- French: Laurentie
- Directed by: Mathieu Denis Simon Lavoie
- Written by: Mathieu Denis Simon Lavoie
- Produced by: Nancy Grant Sylvain Corbeil Pascal Bascaron
- Starring: Emmanuel Schwartz Jade Hassouné
- Cinematography: Nicolas Canniccioni
- Edited by: Mathieu Denis
- Production company: Metafilms
- Distributed by: Funfilm Distribution
- Release date: July 3, 2011 (KVIFF);
- Running time: 118 minutes
- Country: Canada
- Language: French

= Laurentia (film) =

2011 Canadian drama film

Laurentia (Laurentie) is a Canadian drama film, directed by Mathieu Denis and Simon Lavoie and released in 2011. A meditation on Québécois identity which draws its title from the philosophical concept of Laurentie that was an early precursor to the contemporary Quebec sovereignty movement, the film stars Emmanuel Schwartz as Louis Desprès, an audiovisual technician in Montreal who sinks into a malaise of depression and identity crisis as he becomes increasingly distrustful and suspicious of his new anglophone immigrant neighbour Jay Kashyap (Jade Hassouné).

The film's cast also includes Eugénie Beaudry, Guillaume Cyr, Martin Boily and Simon Gfeller.

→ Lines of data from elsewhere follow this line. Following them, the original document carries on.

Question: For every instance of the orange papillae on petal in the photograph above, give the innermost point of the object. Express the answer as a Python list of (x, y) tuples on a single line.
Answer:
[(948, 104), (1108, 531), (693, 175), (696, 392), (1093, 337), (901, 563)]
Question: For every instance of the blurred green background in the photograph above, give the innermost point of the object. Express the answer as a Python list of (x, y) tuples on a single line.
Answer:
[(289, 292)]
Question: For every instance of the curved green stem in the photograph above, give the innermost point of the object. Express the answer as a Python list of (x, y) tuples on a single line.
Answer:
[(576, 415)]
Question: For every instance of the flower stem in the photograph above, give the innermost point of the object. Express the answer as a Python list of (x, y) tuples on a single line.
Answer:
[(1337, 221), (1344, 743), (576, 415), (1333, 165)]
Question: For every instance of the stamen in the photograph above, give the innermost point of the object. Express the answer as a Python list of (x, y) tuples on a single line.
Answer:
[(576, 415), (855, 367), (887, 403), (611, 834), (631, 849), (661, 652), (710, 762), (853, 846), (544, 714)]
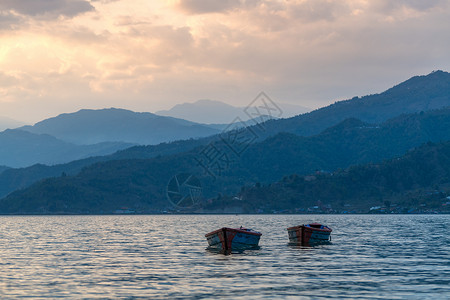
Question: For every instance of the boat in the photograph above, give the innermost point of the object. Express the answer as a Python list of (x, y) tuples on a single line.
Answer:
[(308, 234), (230, 239)]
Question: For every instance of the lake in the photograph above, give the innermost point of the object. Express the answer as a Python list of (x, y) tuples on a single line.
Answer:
[(164, 256)]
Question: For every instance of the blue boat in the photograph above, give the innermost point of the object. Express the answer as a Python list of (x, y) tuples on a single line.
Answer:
[(229, 239), (309, 234)]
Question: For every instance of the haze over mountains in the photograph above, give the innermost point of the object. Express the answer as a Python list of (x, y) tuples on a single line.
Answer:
[(88, 126), (136, 177), (8, 123), (216, 112)]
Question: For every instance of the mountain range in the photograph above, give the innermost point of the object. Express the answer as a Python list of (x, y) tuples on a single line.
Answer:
[(360, 133), (87, 127), (8, 123), (21, 149), (216, 112)]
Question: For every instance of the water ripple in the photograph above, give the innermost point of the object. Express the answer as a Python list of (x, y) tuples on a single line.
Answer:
[(370, 257)]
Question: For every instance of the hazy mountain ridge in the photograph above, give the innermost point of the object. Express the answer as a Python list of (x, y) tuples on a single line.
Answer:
[(21, 149), (115, 184), (118, 125), (313, 120), (420, 178), (216, 112), (8, 123), (419, 93)]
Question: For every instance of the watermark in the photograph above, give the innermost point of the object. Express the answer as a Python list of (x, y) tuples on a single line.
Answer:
[(237, 137), (184, 191), (262, 109)]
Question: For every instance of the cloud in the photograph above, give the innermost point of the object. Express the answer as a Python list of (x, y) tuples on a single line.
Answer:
[(209, 6), (9, 21), (48, 8)]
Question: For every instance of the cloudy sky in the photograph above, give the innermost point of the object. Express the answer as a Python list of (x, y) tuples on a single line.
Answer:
[(63, 55)]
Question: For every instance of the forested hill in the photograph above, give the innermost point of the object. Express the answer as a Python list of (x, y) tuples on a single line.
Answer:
[(419, 93), (418, 180), (140, 183)]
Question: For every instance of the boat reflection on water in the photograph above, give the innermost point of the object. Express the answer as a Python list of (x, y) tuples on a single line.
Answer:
[(233, 240)]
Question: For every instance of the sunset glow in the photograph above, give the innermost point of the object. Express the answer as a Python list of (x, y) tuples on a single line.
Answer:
[(60, 56)]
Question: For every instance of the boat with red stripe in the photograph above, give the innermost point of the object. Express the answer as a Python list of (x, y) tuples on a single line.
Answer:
[(229, 239), (308, 234)]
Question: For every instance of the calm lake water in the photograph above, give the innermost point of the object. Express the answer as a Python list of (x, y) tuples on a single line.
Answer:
[(371, 256)]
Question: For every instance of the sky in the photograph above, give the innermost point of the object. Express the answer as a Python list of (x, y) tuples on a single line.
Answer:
[(60, 56)]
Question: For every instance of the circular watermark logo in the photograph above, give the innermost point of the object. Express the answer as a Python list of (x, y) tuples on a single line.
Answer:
[(184, 190)]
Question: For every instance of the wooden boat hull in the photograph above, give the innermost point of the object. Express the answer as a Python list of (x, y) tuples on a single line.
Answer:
[(228, 239), (309, 234)]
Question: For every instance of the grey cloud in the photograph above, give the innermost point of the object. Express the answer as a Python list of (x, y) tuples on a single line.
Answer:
[(209, 6), (419, 5), (50, 8), (9, 21), (318, 10)]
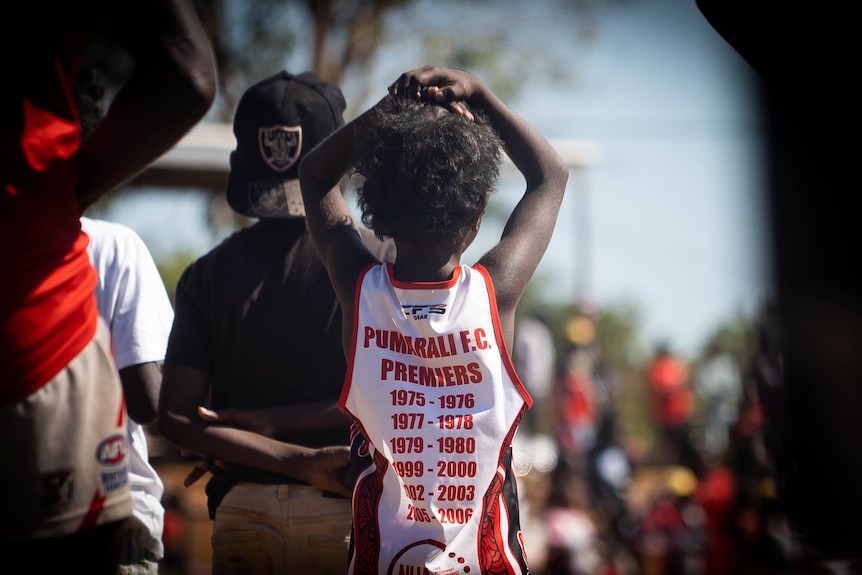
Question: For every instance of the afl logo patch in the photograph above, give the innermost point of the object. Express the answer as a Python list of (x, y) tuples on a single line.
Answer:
[(112, 450), (280, 146)]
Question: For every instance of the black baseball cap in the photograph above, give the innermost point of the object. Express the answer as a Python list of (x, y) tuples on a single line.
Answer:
[(278, 120)]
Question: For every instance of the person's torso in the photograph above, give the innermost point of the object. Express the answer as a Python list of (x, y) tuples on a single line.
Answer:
[(48, 311), (433, 388)]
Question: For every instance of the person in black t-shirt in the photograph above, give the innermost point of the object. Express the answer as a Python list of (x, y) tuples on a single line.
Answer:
[(257, 332)]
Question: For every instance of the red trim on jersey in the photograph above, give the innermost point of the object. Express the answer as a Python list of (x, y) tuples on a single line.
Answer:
[(501, 341)]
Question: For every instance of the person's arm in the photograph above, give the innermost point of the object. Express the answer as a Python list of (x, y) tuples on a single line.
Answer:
[(330, 221), (141, 383), (281, 421), (184, 389), (172, 87), (528, 230)]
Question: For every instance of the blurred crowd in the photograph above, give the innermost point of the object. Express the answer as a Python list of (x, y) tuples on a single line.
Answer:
[(704, 499)]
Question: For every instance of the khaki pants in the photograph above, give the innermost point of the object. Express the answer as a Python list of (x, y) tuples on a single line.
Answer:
[(278, 529)]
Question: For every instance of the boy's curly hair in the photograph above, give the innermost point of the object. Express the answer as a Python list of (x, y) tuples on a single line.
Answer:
[(426, 172)]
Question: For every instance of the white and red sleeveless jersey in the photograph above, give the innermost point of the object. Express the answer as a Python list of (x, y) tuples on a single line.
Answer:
[(431, 387)]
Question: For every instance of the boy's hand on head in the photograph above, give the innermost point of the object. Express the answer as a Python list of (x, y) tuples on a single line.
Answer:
[(444, 86)]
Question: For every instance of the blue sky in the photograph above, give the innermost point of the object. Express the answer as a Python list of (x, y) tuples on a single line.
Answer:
[(672, 202)]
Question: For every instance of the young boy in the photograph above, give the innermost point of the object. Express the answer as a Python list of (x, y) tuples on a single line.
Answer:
[(430, 383)]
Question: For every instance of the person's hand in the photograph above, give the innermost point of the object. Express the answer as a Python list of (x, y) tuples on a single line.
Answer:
[(202, 466), (327, 467), (256, 420), (445, 86)]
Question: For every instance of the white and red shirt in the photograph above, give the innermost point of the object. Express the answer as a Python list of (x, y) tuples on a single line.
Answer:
[(431, 387)]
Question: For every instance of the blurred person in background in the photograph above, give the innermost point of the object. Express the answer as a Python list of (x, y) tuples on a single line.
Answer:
[(672, 400), (718, 387), (803, 56), (66, 488), (534, 356)]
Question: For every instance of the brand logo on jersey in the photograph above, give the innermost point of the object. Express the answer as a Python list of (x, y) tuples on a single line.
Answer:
[(280, 146), (421, 311), (112, 450)]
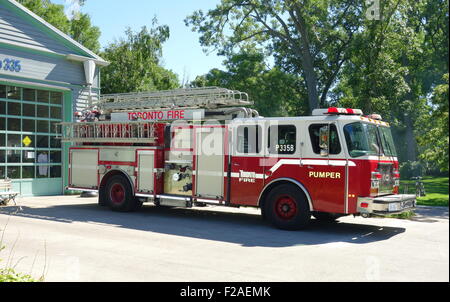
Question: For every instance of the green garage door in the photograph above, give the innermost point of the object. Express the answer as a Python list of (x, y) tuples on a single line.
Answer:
[(30, 154)]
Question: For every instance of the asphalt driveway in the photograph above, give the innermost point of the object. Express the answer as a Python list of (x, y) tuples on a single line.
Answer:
[(68, 238)]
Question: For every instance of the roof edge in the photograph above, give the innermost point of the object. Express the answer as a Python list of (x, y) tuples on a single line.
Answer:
[(58, 32)]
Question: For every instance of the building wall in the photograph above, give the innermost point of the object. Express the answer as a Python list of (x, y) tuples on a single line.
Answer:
[(32, 57)]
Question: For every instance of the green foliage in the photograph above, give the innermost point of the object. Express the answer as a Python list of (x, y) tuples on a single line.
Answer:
[(436, 189), (135, 62), (9, 275), (308, 39), (434, 137), (79, 28), (274, 92), (409, 169)]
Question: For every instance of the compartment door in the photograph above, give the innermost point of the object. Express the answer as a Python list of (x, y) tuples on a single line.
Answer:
[(84, 168), (145, 172), (209, 152)]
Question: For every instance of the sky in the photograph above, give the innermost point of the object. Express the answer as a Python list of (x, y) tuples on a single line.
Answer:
[(182, 53)]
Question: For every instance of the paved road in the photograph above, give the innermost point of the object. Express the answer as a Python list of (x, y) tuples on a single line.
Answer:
[(72, 239)]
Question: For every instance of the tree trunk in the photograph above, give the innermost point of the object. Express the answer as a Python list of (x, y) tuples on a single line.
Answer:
[(311, 80), (410, 139)]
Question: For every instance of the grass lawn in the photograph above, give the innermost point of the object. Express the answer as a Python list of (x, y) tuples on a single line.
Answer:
[(436, 189)]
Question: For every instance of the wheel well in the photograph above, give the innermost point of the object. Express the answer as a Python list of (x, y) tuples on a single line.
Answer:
[(108, 176), (276, 183)]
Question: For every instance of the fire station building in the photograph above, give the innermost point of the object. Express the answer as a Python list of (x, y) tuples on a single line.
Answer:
[(44, 77)]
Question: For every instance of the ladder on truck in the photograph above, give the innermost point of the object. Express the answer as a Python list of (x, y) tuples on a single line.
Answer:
[(207, 97), (144, 131)]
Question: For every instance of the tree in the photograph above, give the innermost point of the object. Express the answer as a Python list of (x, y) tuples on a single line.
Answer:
[(393, 67), (434, 136), (307, 38), (135, 62), (80, 28), (274, 92)]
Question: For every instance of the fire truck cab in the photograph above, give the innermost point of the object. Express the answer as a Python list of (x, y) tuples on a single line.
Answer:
[(207, 148)]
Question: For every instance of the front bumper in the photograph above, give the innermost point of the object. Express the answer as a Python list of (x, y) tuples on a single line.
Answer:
[(385, 205)]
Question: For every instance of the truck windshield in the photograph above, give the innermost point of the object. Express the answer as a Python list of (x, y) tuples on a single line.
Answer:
[(387, 141), (367, 139)]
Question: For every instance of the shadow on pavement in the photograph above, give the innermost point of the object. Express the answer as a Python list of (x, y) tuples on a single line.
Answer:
[(430, 214), (239, 228)]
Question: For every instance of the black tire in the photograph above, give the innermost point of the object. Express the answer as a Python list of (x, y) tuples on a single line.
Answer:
[(119, 195), (326, 217), (102, 198), (287, 208)]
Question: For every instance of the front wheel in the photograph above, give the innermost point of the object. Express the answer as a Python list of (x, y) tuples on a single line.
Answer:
[(119, 195), (286, 208)]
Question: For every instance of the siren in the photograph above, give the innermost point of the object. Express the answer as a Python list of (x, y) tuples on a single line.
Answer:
[(346, 111), (375, 116)]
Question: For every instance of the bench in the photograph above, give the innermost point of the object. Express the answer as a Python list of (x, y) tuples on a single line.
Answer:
[(6, 195)]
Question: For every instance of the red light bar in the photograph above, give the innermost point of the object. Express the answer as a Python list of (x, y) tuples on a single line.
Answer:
[(348, 111), (375, 117)]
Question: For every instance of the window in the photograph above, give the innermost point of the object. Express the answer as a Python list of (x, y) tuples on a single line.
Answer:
[(2, 107), (2, 91), (29, 110), (14, 108), (335, 145), (248, 139), (362, 139), (282, 139), (27, 148), (56, 98), (13, 93), (29, 95)]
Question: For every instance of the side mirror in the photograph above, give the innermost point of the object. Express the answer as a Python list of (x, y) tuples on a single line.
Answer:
[(324, 140)]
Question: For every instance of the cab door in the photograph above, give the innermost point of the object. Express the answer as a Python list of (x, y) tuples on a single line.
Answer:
[(246, 175), (326, 175)]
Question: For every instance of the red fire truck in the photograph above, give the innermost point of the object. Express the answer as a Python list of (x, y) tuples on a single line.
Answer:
[(205, 146)]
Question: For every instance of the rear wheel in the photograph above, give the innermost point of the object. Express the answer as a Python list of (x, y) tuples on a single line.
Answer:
[(286, 208), (119, 195)]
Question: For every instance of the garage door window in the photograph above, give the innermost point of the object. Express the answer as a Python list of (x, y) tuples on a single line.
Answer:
[(28, 145)]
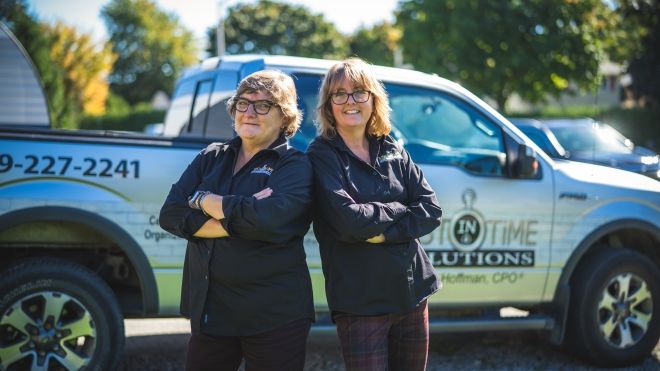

The film was screened at the 2011 Cannes Film Market as part of Telefilm Canada's annual Perspectives Canada program, and had its public premiere at the 46th Karlovy Vary International Film Festival. It had its Canadian premiere at the 2011 Festival du nouveau cinéma.

The film faced some controversy for a scene which featured the lead character masturbating.

==Awards==

The film won the award for Best International Film at the 2012 Raindance Film Festival, and Denis and Lavoie won the award for best director at the 2012 Polar Lights film festival in Saint Petersburg.